このため政府はOECD(経済協力開発機構)加盟国の協力を得てCommon Reporting Standard=
CRS、つまり海外の税務当局と金融口座情報を交換する仕組み、制度を立ち上げ、OECD加盟国と情報交換をしている。このほど国税庁は海外口座情報として2021年1月末現在、日本人の海外口座数は219万2083件、その口座残高は10兆円をはるかに超えると公表した。国税庁は初めての具体的数字を公表したのである。219万件のうちアジアは181万件、ヨーロッパは32万件でほとんどを占める。しかも、この半年で口座数は15万件も増えていることから、海外預金口座、特にシンガポールには加速度的に増加していることをうかがわせる。
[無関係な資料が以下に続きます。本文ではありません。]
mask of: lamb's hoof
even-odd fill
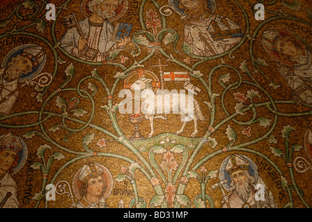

念の入ったことに、国税庁発表の際、CRSの口座情報を大阪国税局はつかみ「相続人3人が父親の死後、海外の父親名義の預金口座に残高があることを認識していたが、海外預金口座など把握されないだろうとして、相続財産から除外して申告した。しかし大阪国税局はCRS情報を活用して海外預金の存在をつかみ、さらに過去の海外預金を通じた贈与税も無申告だったことを突き止めた。相続人3人は13億6千万円の漏れを指摘され、重加算税を含め5億3千万円の追徴税額となった」と見せしめ的に公表したのである。
私はこの発表を読んで思ったことは、私の想像を超える219万件もの海外日本人口座あったという事だ、大半は香港シンガポールだという事だが、もう一つは、日本人らしいというか、本名、実名で口座を作るという事だ。これは長年、日本では架空名義で預金口座が作れないので、そんな考えも及ばないのであろう。
このように海外預金口座がますます透明性を帯びてきている。しかし、このCRSにアメリカは参加していない。219万件の外である。ホノルルだけで日本人口座は10万件あるといわれる。アメリカは今も昔もアメリカに現金を送った預金者を絶対公表しない。そのため、ヨーロッパの富裕層はアメリカこそタックスヘイブンの国だと言っているが、アメリカは否定しない。実際バイデンの地元デラウェア州やネバダ州などは、かつてのケイマン諸島やバミュウダよりもタックスヘイブンだ。
日本では確定申告の季節になった。海外資産5千万円以上あるものは申告しなければならないが、申告している者は日本全体で僅か9千人、1万人にも届かない。このギャップを埋めなければ、CRS情報があると、いくら国税庁が言っても、海外逃避資産はますます増えるだろう。
☆ 推薦図書 ☆
橋本健二著 「アンダークラス2030」 毎日新聞出版 1400円+税
バブル崩壊後の1994年から2007年までを「就職氷河期」という。この時期に大学卒業を迎えた世代を「就職氷河世代」と呼ぶ。新型コロナウイルス感染症の影響で、この世代が再来するとしている。2030年はこの世代に登場したフリーター世代が65歳となり、非正規労働者として生涯を送る世代が、現役世代の全体を襲う。フリーター世代に続く氷河期世代が40歳代後半となり、非正規労働者が多いこの世代が社会の中枢を占める。非正規労働者は雇用が不安定で賃金も安く、下層階級を構成している。この層を「アンダークラス」と呼ぶ。アンダークラスは900万人を超えていて、失業者や無業者を加えると1200万人にもなる。コロナ禍、によりさらに増える。この結果、一生独身で低賃金労働を続け、子孫を残さない。しかし結婚しても貧しく、それが子供に連鎖する。そして豊かな人々への反感により、公共心や連帯感が失われる。この本はコロナ禍を通じて、今後の日本社会に大きな警鐘を鳴らしている。不要不急の外出禁止の中、ためになる読書である。